There is hardly any use of the prefix y- (i-), but we have ybore, ii. 499.

vi. Dialect. Gower’s language is undoubtedly in the main the English of the Court, and not a provincial dialect. Making allowance for the influences of literary culture and for a rather marked conservatism in orthography and grammatical inflexions, we can see that it agrees on the whole with the London speech of the time, as evidenced by the contemporary documents referred to by Prof. Morsbach. At the same time its tendencies are Southern rather than Midland, and he seems to have used Kentish forms rather more freely than Chaucer. This is shown especially (1) in the more extensive use of the forms in which e stands for O. E. , as senne, kesse, pet, hell, &c.; (2) in the frequent employment of ie, both in French and English words, to represent ẹ̄, a practice which can hardly be without connexion with the Kentish cliene, diepe, diere, hier, hield, niede, &c.; (3) in the use of -ende as the normal termination of the present participle. (The Ayenbite regularly has -inde.) Probably also the preference shown by Gower for the close sound of ē, from O. E. ǣ, may be to some extent due to Kentish influence. Other points of resemblance between the language of Gower and that of the Ayenbite (for example) are the free use of syncopated forms in the 3rd pers. sing. of verbs and the regular employment of ous for us.

vii. Metre, &c. The smoothness and regularity of Gower’s metre has been to some extent recognized. Dr. Schipper in Englische Metrik, vol. i. p. 279, remarks upon the skill with which the writer, while preserving the syllabic rule, makes his verse flow always so smoothly without doing violence to the natural accentuation of the words, and giving throughout the effect of an accent verse, not one which is formed by counting syllables. Judging by the extracts printed in Morris and Skeat’s Specimens (which are taken from MS. Harl. 3869, and therefore give practically the text of Fairfax 3), he observes that the five principal licences which he has noted generally in the English verse of the period are almost entirely absent from Gower’s octosyllabics, and in particular that he neither omits the first unaccented syllable, as Chaucer so often does (e.g. ‘Be it rouned, red or songe,’ Hous of Fame, ii. 214, ‘Any lettres for to rede,’ iii. 51, ‘Of this hill that northward lay,’ iii. 62), nor displaces the natural accent (as ‘Of Decembre the tenthe day,’ Hous of Fame, i. 111, ‘Jupiter considereth wel this,’ ii. 134, ‘Rounede everych in otheres ere,’ iii. 954), nor slurs over syllables.
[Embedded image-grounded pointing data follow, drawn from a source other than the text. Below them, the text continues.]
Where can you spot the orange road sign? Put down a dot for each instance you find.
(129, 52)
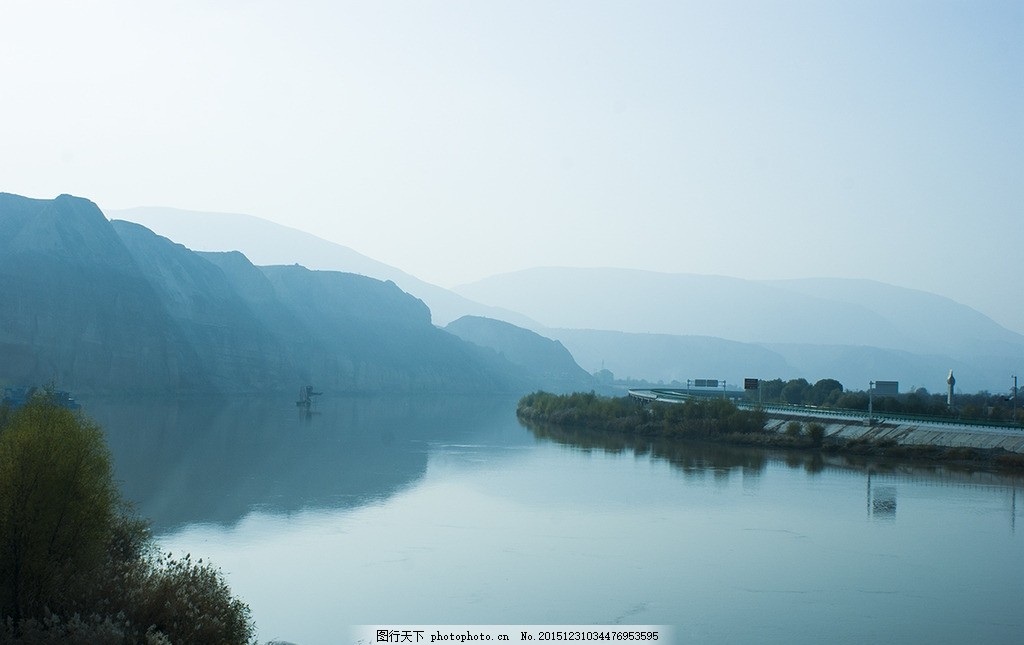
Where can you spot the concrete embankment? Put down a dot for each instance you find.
(909, 433)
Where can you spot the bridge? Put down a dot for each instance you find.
(855, 424)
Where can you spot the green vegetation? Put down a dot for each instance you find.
(697, 419)
(75, 565)
(830, 393)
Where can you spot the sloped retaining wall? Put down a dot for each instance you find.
(910, 433)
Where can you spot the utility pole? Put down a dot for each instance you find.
(870, 402)
(1015, 400)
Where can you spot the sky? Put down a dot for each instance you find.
(457, 140)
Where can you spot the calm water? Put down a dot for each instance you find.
(425, 511)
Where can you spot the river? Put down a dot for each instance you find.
(404, 511)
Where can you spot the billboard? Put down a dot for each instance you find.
(887, 388)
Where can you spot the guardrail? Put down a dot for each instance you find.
(826, 413)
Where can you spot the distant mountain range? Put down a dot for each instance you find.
(266, 243)
(96, 306)
(662, 327)
(674, 327)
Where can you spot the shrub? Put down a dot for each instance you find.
(817, 433)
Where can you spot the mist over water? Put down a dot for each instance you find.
(448, 511)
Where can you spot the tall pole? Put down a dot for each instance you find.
(870, 402)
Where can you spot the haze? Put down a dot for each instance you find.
(457, 140)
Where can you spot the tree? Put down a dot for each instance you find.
(75, 565)
(824, 391)
(795, 391)
(57, 506)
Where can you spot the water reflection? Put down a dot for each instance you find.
(213, 461)
(695, 460)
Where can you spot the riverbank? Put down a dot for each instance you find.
(719, 421)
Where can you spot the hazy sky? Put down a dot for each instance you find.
(460, 139)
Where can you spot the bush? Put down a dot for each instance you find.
(817, 433)
(75, 565)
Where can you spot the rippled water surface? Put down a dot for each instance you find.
(427, 511)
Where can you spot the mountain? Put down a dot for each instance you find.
(855, 331)
(546, 361)
(96, 306)
(77, 310)
(671, 358)
(266, 243)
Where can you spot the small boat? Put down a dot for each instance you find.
(306, 395)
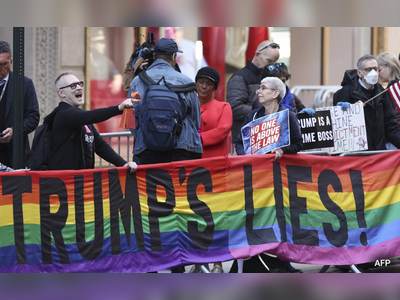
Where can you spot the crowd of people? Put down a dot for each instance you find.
(177, 119)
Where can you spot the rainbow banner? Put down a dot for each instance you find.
(304, 208)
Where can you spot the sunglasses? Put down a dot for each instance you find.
(272, 45)
(74, 85)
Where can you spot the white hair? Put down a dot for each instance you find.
(275, 83)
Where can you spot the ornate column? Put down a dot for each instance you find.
(45, 62)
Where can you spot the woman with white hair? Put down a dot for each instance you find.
(272, 90)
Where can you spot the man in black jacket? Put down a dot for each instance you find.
(242, 87)
(74, 139)
(30, 108)
(361, 85)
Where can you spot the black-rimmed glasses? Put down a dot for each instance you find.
(272, 45)
(74, 85)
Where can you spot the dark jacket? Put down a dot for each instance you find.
(74, 139)
(390, 100)
(296, 141)
(30, 117)
(241, 94)
(380, 121)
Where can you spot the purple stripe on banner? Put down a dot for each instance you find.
(130, 262)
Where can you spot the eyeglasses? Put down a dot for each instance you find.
(264, 87)
(369, 69)
(4, 64)
(272, 45)
(276, 67)
(74, 85)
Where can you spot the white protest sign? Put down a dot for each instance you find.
(348, 126)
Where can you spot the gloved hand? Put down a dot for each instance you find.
(344, 105)
(308, 110)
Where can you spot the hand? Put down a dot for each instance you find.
(278, 153)
(127, 103)
(6, 135)
(308, 110)
(132, 166)
(344, 105)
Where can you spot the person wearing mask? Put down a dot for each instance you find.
(389, 73)
(162, 70)
(216, 116)
(242, 86)
(290, 101)
(270, 94)
(361, 85)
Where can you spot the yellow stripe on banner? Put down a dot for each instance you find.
(6, 215)
(89, 211)
(221, 202)
(346, 201)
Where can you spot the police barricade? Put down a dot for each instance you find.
(121, 142)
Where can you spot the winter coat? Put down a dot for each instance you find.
(380, 121)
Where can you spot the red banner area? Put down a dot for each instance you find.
(303, 208)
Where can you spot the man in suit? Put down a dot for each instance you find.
(30, 109)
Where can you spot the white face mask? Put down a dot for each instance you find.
(372, 77)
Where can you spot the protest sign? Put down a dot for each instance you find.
(316, 131)
(349, 131)
(266, 134)
(304, 208)
(335, 130)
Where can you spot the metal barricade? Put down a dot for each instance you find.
(121, 142)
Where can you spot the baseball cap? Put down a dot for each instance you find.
(209, 73)
(165, 45)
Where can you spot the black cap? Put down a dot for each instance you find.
(165, 45)
(209, 73)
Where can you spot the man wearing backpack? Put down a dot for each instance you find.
(73, 139)
(168, 115)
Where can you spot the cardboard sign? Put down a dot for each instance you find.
(266, 134)
(335, 130)
(349, 130)
(316, 131)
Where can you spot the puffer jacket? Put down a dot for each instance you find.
(380, 121)
(241, 95)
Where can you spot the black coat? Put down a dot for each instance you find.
(30, 118)
(380, 120)
(74, 139)
(296, 141)
(241, 95)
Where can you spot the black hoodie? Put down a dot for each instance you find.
(380, 121)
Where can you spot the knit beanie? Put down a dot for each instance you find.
(209, 73)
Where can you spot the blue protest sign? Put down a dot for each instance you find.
(266, 133)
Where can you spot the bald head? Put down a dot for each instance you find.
(69, 89)
(267, 52)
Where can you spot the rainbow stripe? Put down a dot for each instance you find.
(307, 209)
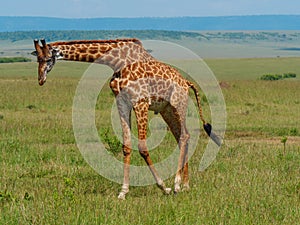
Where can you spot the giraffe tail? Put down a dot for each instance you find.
(207, 127)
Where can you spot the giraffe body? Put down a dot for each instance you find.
(140, 83)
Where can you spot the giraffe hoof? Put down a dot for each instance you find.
(121, 196)
(186, 188)
(168, 191)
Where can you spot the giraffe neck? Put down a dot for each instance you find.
(116, 54)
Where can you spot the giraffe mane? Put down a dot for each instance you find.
(97, 41)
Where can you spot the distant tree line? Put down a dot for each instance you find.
(147, 35)
(97, 34)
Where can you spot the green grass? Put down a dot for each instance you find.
(45, 180)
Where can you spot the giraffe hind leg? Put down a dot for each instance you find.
(125, 117)
(177, 126)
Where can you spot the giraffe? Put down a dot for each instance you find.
(141, 84)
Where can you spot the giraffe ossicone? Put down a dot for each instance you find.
(140, 83)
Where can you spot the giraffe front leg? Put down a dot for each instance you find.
(125, 115)
(141, 112)
(182, 162)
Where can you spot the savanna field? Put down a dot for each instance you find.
(255, 178)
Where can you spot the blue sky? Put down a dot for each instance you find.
(147, 8)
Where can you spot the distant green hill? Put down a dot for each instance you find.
(264, 22)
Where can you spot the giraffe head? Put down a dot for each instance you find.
(46, 57)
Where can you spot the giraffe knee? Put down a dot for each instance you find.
(143, 149)
(126, 150)
(184, 137)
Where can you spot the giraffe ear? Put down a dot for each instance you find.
(57, 54)
(34, 53)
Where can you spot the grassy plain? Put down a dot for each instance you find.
(45, 180)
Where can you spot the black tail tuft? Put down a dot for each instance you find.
(207, 127)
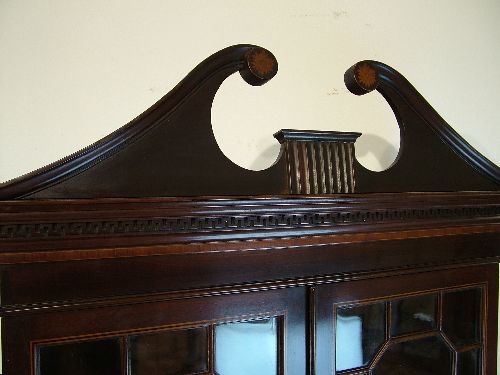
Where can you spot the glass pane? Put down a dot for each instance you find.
(413, 314)
(469, 363)
(462, 316)
(177, 352)
(427, 356)
(82, 358)
(359, 333)
(247, 348)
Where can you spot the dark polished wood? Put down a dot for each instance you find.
(117, 278)
(170, 149)
(432, 155)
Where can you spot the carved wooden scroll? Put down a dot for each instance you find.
(432, 155)
(170, 150)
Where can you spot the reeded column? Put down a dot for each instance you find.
(319, 162)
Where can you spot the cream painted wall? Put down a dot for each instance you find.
(73, 71)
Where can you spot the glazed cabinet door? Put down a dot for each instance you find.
(434, 323)
(242, 333)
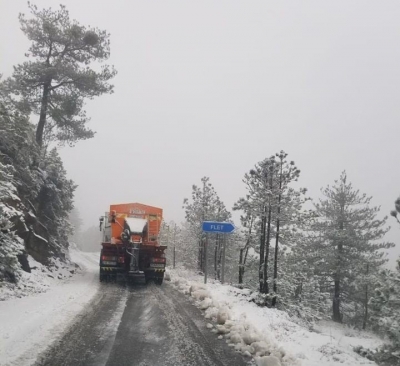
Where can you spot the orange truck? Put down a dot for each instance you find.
(131, 243)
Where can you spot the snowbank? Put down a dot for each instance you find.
(269, 336)
(30, 323)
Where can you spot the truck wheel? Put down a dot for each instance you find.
(159, 280)
(102, 276)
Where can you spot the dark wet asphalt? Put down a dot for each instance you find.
(139, 325)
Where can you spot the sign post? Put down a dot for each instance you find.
(221, 228)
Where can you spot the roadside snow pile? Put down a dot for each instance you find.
(30, 323)
(269, 336)
(238, 331)
(39, 280)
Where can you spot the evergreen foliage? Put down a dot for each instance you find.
(347, 246)
(57, 78)
(205, 205)
(272, 210)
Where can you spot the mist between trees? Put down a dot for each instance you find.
(323, 262)
(313, 263)
(50, 88)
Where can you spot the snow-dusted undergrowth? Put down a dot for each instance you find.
(39, 280)
(269, 336)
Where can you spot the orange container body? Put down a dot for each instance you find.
(153, 215)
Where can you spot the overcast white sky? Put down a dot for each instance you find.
(209, 88)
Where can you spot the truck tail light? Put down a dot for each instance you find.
(158, 260)
(107, 258)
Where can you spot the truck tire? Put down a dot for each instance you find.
(159, 280)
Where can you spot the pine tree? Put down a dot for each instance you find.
(396, 211)
(275, 208)
(57, 79)
(347, 231)
(205, 205)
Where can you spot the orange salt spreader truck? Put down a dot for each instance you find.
(130, 247)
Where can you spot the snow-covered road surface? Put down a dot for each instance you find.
(83, 322)
(144, 325)
(260, 331)
(29, 324)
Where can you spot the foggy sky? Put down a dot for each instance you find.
(209, 88)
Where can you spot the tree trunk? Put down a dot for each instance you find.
(43, 114)
(275, 285)
(215, 258)
(241, 266)
(337, 317)
(267, 241)
(262, 250)
(365, 319)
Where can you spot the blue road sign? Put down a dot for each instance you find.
(218, 227)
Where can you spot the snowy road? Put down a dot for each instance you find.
(139, 325)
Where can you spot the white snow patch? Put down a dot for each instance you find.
(29, 324)
(266, 334)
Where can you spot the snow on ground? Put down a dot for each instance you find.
(30, 323)
(269, 335)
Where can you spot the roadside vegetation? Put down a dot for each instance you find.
(42, 107)
(314, 260)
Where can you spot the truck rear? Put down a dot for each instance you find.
(130, 247)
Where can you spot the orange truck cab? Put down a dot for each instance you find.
(130, 247)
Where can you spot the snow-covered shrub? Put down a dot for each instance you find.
(10, 245)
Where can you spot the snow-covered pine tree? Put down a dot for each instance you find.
(396, 212)
(205, 205)
(348, 232)
(385, 312)
(57, 79)
(55, 201)
(275, 209)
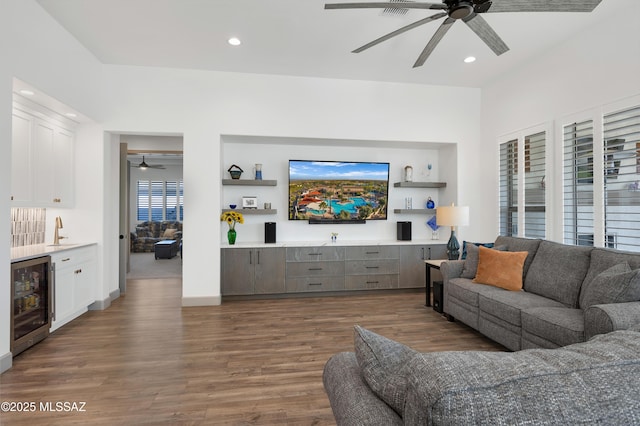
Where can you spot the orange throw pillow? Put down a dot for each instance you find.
(500, 268)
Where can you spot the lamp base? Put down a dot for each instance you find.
(453, 247)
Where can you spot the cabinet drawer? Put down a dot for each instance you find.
(371, 282)
(371, 267)
(314, 269)
(314, 254)
(304, 284)
(372, 252)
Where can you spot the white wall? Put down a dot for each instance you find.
(203, 106)
(594, 68)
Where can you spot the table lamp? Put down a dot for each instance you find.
(452, 216)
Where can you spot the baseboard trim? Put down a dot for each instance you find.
(6, 362)
(201, 301)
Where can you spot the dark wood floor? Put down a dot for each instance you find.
(146, 360)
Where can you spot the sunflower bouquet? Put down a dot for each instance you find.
(232, 218)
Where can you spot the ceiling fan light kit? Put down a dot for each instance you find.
(469, 12)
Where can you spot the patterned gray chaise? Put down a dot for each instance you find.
(570, 293)
(387, 383)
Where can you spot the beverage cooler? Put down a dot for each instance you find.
(31, 290)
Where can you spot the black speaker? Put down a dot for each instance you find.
(437, 296)
(404, 231)
(269, 232)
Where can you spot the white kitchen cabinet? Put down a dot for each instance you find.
(42, 162)
(75, 278)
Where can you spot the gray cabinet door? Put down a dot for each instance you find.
(269, 270)
(238, 273)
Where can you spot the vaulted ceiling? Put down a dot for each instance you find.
(301, 38)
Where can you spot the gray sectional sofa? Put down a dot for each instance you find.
(570, 293)
(386, 383)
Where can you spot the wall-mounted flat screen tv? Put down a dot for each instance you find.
(338, 190)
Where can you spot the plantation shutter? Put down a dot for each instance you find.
(509, 188)
(622, 177)
(534, 185)
(157, 200)
(578, 183)
(143, 200)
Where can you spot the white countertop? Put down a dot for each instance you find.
(37, 250)
(339, 243)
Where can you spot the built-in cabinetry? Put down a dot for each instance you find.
(75, 276)
(277, 270)
(253, 270)
(41, 161)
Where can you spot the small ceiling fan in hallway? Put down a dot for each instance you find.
(469, 12)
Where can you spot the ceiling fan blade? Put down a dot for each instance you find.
(486, 33)
(400, 31)
(543, 5)
(440, 32)
(386, 5)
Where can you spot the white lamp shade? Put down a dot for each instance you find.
(452, 215)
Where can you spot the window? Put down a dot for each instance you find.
(160, 200)
(509, 188)
(622, 177)
(578, 182)
(526, 216)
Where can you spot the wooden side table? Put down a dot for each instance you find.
(430, 264)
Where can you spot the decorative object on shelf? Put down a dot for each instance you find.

To say that Gower never indulges in any of these licences would be an exaggeration. Some displacement of the natural accent may be found occasionally, even apart from the case of those French words whose accent was unsettled, but it is present in a very slight degree, and the rhythm produced does not at all resemble that of the lines cited above from Chaucer: e.g. i. 2296, ‘Wher that he wolde make his chace,’ 2348, ‘Under the grene thei begrave,’ 2551, ‘“Drink with thi fader, Dame,” he seide.’ Such as it is, this licence is nearly confined to the first foot of the verse, and is not so much a displacement of the natural accent of the words as a trochaic commencement, after the fashion which has established itself as an admitted variety in the English iambic. We may, however, read long passages of the Confessio Amantis without finding any line in which the accent is displaced even to this extent.

Again, as to slurring of syllables, this no doubt takes place, but on regular principles and with certain words or combinations only. There are hardly more than three or four lines in the whole of the Confessio Amantis where a superfluous syllable stands unaccounted for in the body of the verse, as for example,

iv. 1131, ‘Som time in chambre, som time in halle,’

v. 447, ‘Of Jelousie, bot what it is,’

v. 2914, ‘And thus ful ofte aboute the hals,’

v. 5011, ‘It was fantosme, bot yit he herde.’

The writer seems to have no need of any licences. The narrative flows on in natural language, and in sentences and periods which are apparently not much affected by the exigencies of metre or rhyme, and yet the verse is always smooth and the rhyme never fails to be correct. If this is not evidence of the highest style of art, it shows at least very considerable skill.